Snape's Confundus line in PoA (Was: Was the eavesdropper unimportant to Harry?)
justcarol67
justcarol67 at yahoo.com
Thu Jan 26 20:22:28 UTC 2006
No: HPFGUIDX 147084
Amiable Dorsai wrote:
<snip>
> Harry knows that Snape told Fudge that he, Ron and Hermione were
Confunded.
> Harry knows that Fudge subsequently ignored their stories.
> What do you suppose Harry thinks?
Carol responds:
Quite possibly he doesn't think about it at all. We certainly have no
evidence that he does. Or quite possibly, he realizes that, as
Hermione points out earlier ("We attacked a teacher! We're going to be
in so much trouble!"), Snape has actually prevented their expulsion by
telling Fudge that they were Confunded. (Hogwarts students don't cast
spells that knock out teachers with impunity. Only Snape's statement
that they didn't know what they were doing prevents further inquiry.)
The question, for me, is whether Snape actually believes this, wanting
as he apparently does to believe that Sirius Black really is a mass
murderer from whom Snape was attempting to rescue HRH, or whether he
is lying to protect the kids, specifically Harry. (If Snape is DDM!,
as I believe, he wants Harry at Hogwarts and under DD's protection
despite his empty threats to expel Harry for offenses that he knows
don't warrant expulsion or aren't within his jurisdiction.)
We know from later books that Fudge doesn't need Snape's to make him
believe that Harry's stories are farfetched (would *you* believe
without any evidence that a pet rat was an unregistered Animagus
believed dead for twelve years and now on his way to aid Lord
Voldemort? I wouldn't!), or to make him want Harry expelled if he,
Fudge, sees Harry as a threat (Harry's hearing in OoP). And Snape
later (GoF) vouches for the truth of Harry's and Dumbledore's story,
revealing his Dark Mark to Fudge as evidence that Voldemort has indeed
returned. He didn't have to do that, nor can Fudge's recalcitrance be
in any way attributed to him. Later, in HBP, Snape has an excellent
reason for requesting, even demanding, Harry's expulsion, the
Sectumsempra Curse that Harry performed on Draco, and he doesn't do
so. He gives him multiple detentions instead, insuring that he stays
in school, away from Voldemort.
So, regardless of what Harry thinks (and I don't see any evidence that
he thinks any more about Snape's words to Fudge in PoA after the
incident is over), I don't think we can safely assume a sinister
motive for Snape in telling Fudge that the kids were Confunded. And
incidentally, this is not an instance of meltdown!Snape (Karen's
term). Although he shouted furiously in the Shrieking Shack (as did
Harry and Sirius Black), he doesn't behave angrily in front of Fudge
until after he realizes that Harry has somehow helped Black escape.

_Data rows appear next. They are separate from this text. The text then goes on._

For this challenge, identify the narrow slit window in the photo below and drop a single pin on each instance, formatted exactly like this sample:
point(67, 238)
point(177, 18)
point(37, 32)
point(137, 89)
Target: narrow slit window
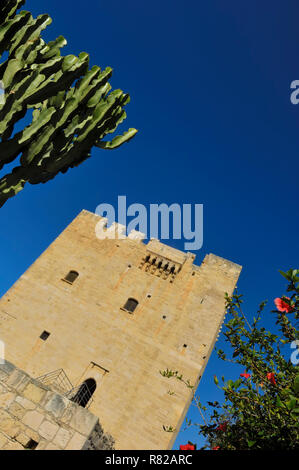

When he tells Fudge that the kids have been Confunded, that they
attacked him *under a Confundus Curse*, he's perfectly calm. Suppose
he had said, equally calmly, "I was trying to rescue them from the
murderer and the werewolf and they attacked me." Imagine Fudge's
reaction to *that*. Not only Harry but Ron and Hermione really would
be in serious trouble--or Fudge would have extremely serious doubts
about their sanity. After all, Fudge, like everyone else in the WW
(including Snape at this point, IMO) thinks Sirius Black killed twelve
Muggles and Peter Pettigrew and that he's after Harry. They attacked a
teacher who was trying to help them? Let's cart them off to St.
Mungo's. But Snape's story, whether he believes it himself or not,
keeps the kids in school and unpunished.
I can't see that the events in PoA make any significant difference in
Harry's view of Snape (neither does GoF, which ought at least to show
Snape's courage), in marked contrast to OoP and HBP, in which Harry
sees Snape in an increasingly Black light, thanks largely to Sirius
Black's suspicions and his death, which Harry for psychological
reasons wants to blame on Snape. (And of course, there's the
eavesdropper revelation and the events on the tower, but I won't go
there now.)
Nor do I see that Snape's words make any difference in Fudge's view of
Harry. Far from making him think that Harry is deluded, they explain
the seeming delusions by blaming them on a spell placed on Harry and
two other students by an adult wizard. But the combination of Harry's
stories in PoA and GoF and Fudge's own unwillingness to believe that
Voldemort has returned (not to mention Rita Skeeter's articles) makes
Fudge more and more willing to believe that Harry is unstable.
Harry blames a great many things on Snape, but Fudge's belief that he,
Harry, is delusional is not one of them.
Carol, who actually snipped a paragraph from this long post!